The groups of Jerry Shay and Woodring Wright at UT Southwestern Medical Center have co-published a novel telomerase therapy in this month’s issue of Cancer Discovery. Instead of blocking telomerase activity directly, as therapies have attempted in the past, these researchers created a small molecule that mimicked the normal RNA template. In cells, it is phosphorylated and then mistaken for the normal template and incorporated into telomeres. This changes the biochemical structure of telomeres instantly, destabilizes their interactions with other proteins and sends DNA damage signals that cause growth arrest and cell death.

6-thio-dG treatment of normal and cancer cells in vitro led to telomere shortening, DNA damage and cell death. 6-thio-dG treatment of mouse xenograft models of human cancer led to both telomere damage and tumor shrinkage, with little to no side effect.

While the authors appear to be ready to take their 6-thio-dG into the clinic, it seems to me that any potential telomere-targeting therapy should first be tested in a fully immunocompetent mouse model. Their mouse study was performed in immunocompromised mice to permit the growth of human cancer cells and would certainly miss any toxicity or impaired function in the absent immune cells. Nonetheless, altogether this study represents a much-needed revival for the field of telomere-based cancer therapies. Just like great musicals that flopped in the ‘80s, therapeutic approaches that failed past clinical trials may be revived to great success.

Sources: Cancer Discovery, EurekAlert!

SpaceX Close to a Reusable Rocket:

On Jan. 10, SpaceX successfully launched its Falcon 9 rocket, sending the Dragon spacecraft to the International Space Station. It also almost succeeded in landing the first stage of Falcon 9, vertically, onto a raft—autonomous spaceport drone ship, I should say—200 miles off the coast of Florida.

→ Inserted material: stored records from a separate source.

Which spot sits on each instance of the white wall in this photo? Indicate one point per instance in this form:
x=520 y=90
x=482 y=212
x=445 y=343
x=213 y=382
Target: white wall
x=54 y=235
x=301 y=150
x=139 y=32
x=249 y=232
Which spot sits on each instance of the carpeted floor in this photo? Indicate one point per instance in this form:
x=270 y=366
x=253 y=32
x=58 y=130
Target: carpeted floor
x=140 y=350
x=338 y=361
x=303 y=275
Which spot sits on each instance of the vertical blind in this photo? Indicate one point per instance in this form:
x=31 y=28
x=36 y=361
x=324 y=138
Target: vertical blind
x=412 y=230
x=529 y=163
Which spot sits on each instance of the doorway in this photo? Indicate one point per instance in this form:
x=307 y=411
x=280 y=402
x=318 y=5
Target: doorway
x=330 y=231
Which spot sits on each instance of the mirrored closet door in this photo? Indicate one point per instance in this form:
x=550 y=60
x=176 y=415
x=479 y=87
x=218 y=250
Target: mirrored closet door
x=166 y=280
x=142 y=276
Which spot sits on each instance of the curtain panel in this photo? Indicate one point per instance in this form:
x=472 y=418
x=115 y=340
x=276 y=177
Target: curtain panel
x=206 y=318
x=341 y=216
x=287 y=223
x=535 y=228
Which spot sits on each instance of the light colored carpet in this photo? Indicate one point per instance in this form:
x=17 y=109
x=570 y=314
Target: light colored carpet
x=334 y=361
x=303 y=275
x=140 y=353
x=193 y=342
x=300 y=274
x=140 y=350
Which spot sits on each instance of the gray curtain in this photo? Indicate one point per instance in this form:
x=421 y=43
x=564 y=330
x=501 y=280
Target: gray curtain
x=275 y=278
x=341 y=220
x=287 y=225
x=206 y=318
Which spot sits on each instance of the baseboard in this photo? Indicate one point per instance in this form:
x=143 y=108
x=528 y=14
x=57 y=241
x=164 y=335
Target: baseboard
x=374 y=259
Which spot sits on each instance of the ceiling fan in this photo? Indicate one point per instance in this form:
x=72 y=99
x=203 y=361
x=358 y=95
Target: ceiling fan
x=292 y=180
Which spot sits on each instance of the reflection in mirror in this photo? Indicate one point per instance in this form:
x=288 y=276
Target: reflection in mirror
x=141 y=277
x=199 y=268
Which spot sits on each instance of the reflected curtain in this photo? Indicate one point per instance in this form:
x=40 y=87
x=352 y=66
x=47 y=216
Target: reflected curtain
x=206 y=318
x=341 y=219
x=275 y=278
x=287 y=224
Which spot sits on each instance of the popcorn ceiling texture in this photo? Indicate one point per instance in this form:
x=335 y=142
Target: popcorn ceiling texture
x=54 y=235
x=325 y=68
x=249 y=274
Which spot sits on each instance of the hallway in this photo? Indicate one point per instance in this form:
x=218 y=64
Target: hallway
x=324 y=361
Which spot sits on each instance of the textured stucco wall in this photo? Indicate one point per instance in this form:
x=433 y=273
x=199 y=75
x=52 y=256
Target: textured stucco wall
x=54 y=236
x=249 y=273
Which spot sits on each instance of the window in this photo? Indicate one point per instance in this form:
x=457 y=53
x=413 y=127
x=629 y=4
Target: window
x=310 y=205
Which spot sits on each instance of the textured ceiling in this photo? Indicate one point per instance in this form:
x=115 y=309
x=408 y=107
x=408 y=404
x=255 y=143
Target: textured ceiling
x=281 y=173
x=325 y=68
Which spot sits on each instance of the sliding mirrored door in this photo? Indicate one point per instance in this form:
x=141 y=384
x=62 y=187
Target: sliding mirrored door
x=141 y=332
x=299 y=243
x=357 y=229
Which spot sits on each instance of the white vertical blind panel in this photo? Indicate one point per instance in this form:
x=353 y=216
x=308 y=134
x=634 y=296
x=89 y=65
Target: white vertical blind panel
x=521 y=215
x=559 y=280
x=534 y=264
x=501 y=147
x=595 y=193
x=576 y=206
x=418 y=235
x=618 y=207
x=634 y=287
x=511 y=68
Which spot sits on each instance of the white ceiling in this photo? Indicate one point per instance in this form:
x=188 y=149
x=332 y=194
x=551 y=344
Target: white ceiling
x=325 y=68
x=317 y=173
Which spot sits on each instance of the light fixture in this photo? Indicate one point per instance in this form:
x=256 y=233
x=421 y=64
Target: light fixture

With its fifth successful ISS resupply mission (and no failures), SpaceX has shouldered most of the responsibility of sending and returning ISS cargo after the retirement of NASA’s space shuttle. SpaceX is critical (read: awesome) both because it allows the U.S. space program to avoid relying on the Russian space program and because the privatization of parts of the space program drives down costs.

A rocket’s first stage is the lower portion that carries the enormous amount of fuel required to propel the payload into space. Until now, this stage has either crash landed in the ocean or been ripped apart in the air. Controlling the first stage’s descent in a way that would make it recoverable and reusable was considered impossible. Elon Musk—the company’s founder, CEO and CTO—is a true visionary. He takes ideas that seem impossible and turns them into reality.

For the past few years, SpaceX has been practicing launching two practice rockets—Grasshopper and F9R Dev—and landing them vertically right back onto the launch pad. This month’s mission was the first attempt to fully recover the rocket.

“At 14 stories tall and traveling upward of 1,300 meters per second (nearly 1 mile per second), stabilizing the Falcon 9 first stage for re-entry is like trying to balance a rubber broomstick on your hand in the middle of a wind storm,” said Musk in preparation for the mission.

“Close, but no cigar,” he tweeted on Jan 10.

While SpaceX engineers were able to control the rocket’s descent enough to find the spaceport raft floating off the coast of Florida, it came down too hard and was destroyed upon impact. The cause appears to be that the hydraulic fluid used to control the rocket’s fins ran out just before landing.

Musk said he remains confident about the next landing attempt (the rocket will have more hydraulic fluid), which will take place during the launch slated for Thursday, Jan. 29. You can watch the launch on the live webcasts on SpaceX.com and SpaceflightNow.com.